Biological weapons harm their targets by infecting them with natural or deliberately produced toxins or pathogenic micro-organisms, some of which may also be contagious. The US National Institute of Allergy and Infectious Diseases (NIAID) has identified the following six biological agents as posing the highest risk to public health and national security: bacillus anthracis (anthrax), clostridium botulinum toxin (botulism), yersinia pestis (plague), variola major (smallpox) and other related poxviruses, Francisella tularensis (tularemia) and viral hemorrhagic fevers, such as Ebola. (…)

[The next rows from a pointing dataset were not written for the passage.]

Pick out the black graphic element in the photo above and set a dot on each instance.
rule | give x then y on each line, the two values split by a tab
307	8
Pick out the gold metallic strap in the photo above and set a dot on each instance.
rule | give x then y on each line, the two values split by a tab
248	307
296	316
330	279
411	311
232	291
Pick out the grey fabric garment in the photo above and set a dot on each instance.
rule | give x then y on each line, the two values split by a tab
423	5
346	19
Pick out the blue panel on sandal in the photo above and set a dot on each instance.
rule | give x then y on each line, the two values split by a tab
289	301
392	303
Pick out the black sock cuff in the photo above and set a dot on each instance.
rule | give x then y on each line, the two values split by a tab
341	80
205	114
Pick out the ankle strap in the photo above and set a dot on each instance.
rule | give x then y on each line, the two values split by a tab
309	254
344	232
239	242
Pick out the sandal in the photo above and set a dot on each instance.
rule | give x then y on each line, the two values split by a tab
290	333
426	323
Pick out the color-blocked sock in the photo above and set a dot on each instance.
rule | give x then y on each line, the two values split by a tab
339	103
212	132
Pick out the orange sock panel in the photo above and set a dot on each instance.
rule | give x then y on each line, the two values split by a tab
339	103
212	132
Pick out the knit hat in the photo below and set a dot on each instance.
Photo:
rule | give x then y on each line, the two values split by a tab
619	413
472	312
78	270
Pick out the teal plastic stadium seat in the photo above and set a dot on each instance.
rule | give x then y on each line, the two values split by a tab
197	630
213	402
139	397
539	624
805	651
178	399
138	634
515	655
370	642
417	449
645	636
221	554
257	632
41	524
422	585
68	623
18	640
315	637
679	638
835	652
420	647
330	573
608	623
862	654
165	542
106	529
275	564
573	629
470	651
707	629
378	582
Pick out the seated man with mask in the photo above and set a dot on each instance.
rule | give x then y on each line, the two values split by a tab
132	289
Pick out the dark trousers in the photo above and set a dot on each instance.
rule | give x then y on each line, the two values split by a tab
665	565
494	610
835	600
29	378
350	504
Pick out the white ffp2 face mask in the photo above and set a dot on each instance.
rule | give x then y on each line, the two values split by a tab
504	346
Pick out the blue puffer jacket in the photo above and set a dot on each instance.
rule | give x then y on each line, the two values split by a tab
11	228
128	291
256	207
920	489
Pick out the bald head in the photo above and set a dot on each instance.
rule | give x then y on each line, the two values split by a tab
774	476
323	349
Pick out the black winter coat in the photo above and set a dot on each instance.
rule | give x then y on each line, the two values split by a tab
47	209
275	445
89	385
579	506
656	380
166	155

As for radiological weapons, they are harmful to their targets through the radiation emitted by the radioactive material that they contain. It is possible to produce radioactive material – that is, material emitting radiation – through nuclear processes. However, there are also some natural radioactive materials, like potassium, thorium and uranium. Radioactive materials can be used in radiological dispersal devices (RDD), which spread radioactive material (e.g. a ‘dirty bomb’) or in radiation exposure devices (RED), which can expose persons to harmful doses of radiation whilst being hidden from sight. RDDs are not as destructive as nuclear weapons but can nevertheless have a significant impact, especially in densely populated areas. Finally, nuclear weapons can cause a huge amount of destruction as a result of nuclear reactions – that is, nuclear fission, nuclear fusion, or a combination of both. They can produce mass destruction through radioactive fallout, shock waves and extreme heat. They can also interrupt communications and control systems as a result of electromagnetic pulses, which can cause secondary damage or system failures. Whilst nuclear weapons are potentially the most harmful of all CBRN weapons, they are also the most complex to acquire or develop.”